Artigo originalmente publicado no Estadão, no Blog do Fausto Macedo, em 30/03/2022. Veja original aqui.

Recentemente, a imprensa vem dando destaque para diversas polêmicas envolvendo atos de pré-campanha, muitas vezes com interpretações equivocadas e extremamente conservadoras sobre o que pode e o que não pode ser feito no período que antecede a campanha eleitoral oficial, que, pela lei, só começa a partir do dia 16 de agosto.

Ao que parece, as alterações introduzidas pela Minirreforma Eleitoral ocorrida em 2015 ainda não foram absorvidas por boa parte da classe política e da opinião pública, de modo que muitas pré-candidatas e pré-candidatos estão deixando de divulgar suas plataformas políticas e propagandear suas qualidades pessoais, por temores infundados de regras eleitorais que não se aplicam mais para o momento.

Com efeito, durante muito tempo, qualquer atividade de divulgação de pré-candidatura poderia vir a ser considerada como propaganda eleitoral antecipada extemporânea pela Justiça Eleitoral, o que mudou a partir da redação dada pela Lei nº 13.165/2015 ao artigo 36-A da Lei nº 9.504/1997, o qual passou a dispor que não configuram propaganda eleitoral antecipada, desde que não envolvam pedido explícito de voto, a menção à pretensa candidatura e a exaltação das qualidades pessoais dos pré-candidatos, que poderão ter cobertura dos meios de comunicação social, inclusive via internet.

Além disso, foram listados, a título exemplificativo, ao longo de sete incisos do dispositivo legal supramencionado, uma série de atos expressamente autorizados no período de pré-campanha.

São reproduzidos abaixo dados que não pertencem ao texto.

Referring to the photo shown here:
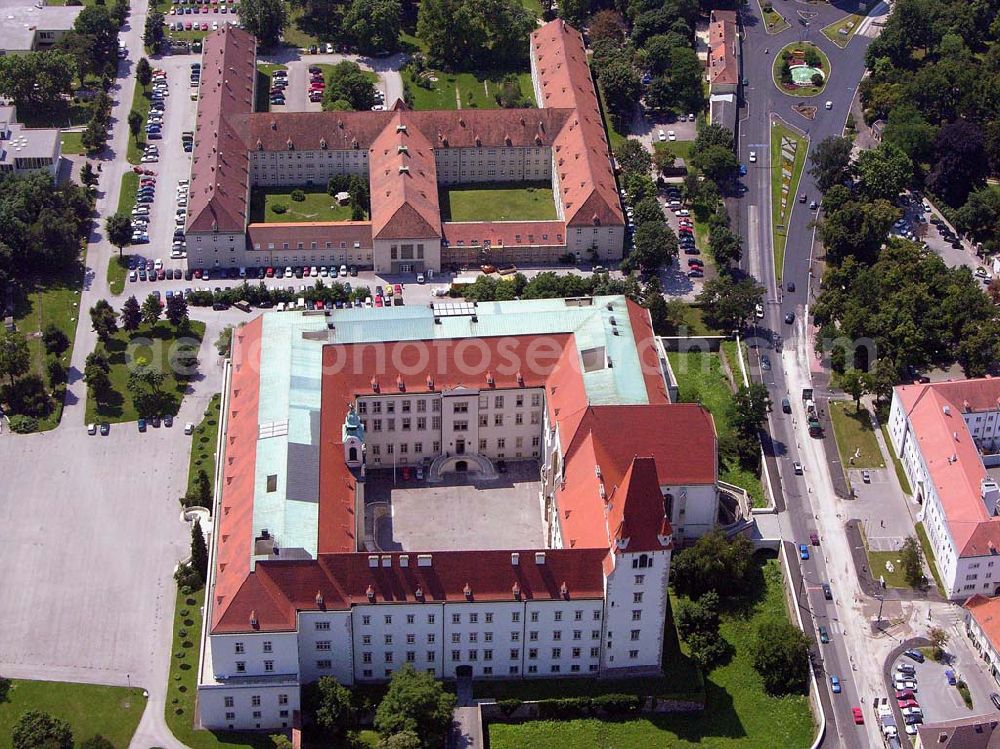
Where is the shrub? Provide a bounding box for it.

Como o inciso I, que permite a participação de filiados a partidos políticos ou de pré-candidatos em entrevistas, programas, encontros ou debates no rádio, na televisão e na internet, inclusive com a exposição de plataformas e projetos políticos, enquanto o inciso V permite a divulgação de posicionamento pessoal sobre questões políticas, inclusive nas redes sociais.

Ocorre que a Lei nº 13.165, de 29 de setembro de 2015, apelidada à época de Lei da Minirreforma Eleitoral, reduziu o tempo de campanha de 90 para 45 dias e o período de propaganda no rádio e na TV de 45 para 35 dias. Destarte, para compensar o curto período que partidos políticos e candidatos teriam para fazer sua campanha oficial, e evitar que apenas figuras conhecidas e detentoras de mandato se beneficiassem, a mesma lei então estabeleceu uma certa flexibilização sobre o que seria considerado propaganda eleitoral antecipada, permitindo expressamente os atos de pré-campanha, para que também figuras menos conhecidas do eleitorado tivessem a oportunidade de se apresentarem com o tempo que lhes seria necessário.

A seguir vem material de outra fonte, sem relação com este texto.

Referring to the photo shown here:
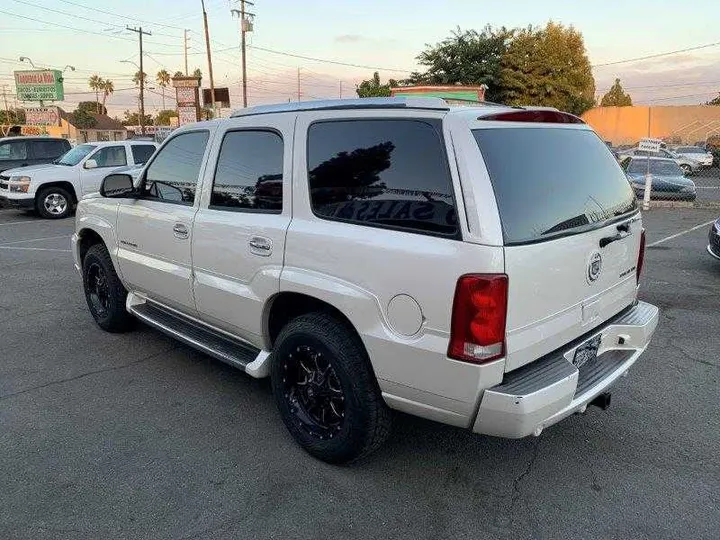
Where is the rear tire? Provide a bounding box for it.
[36,186,72,219]
[82,243,134,333]
[270,312,391,464]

Vale destacar que o Tribunal Superior Eleitoral já se debruçou sobre o tema, em 26 de junho de 2018, ao julgar dois processos em que se apontava a realização de propaganda eleitoral antecipada nos municípios de Várzea Paulista (SP) e de Itabaiana (SE), no pleito de 2016 (respectivamente, Agr. no AI 924 e Agr. no Respe 4346).

Foi o voto-vista proferido na ocasião pelo Ministro Luiz Fux que acabou por ser o condutor para uma interpretação mais liberal da Corte Eleitoral sobre o artigo 36-A da Lei nº 9.504/97, partindo da premissa de que o encurtamento do tempo oficial de campanha gerou a necessidade de se “dotar de garantias a liberdade antecipada do discurso, sob pena de se reduzir o sentido da celebração dos pleitos, transformando-os em meros instrumentos de transferência de poder a figuras políticas favorecidas pela inércia ou pela extremada visibilidade inerente”.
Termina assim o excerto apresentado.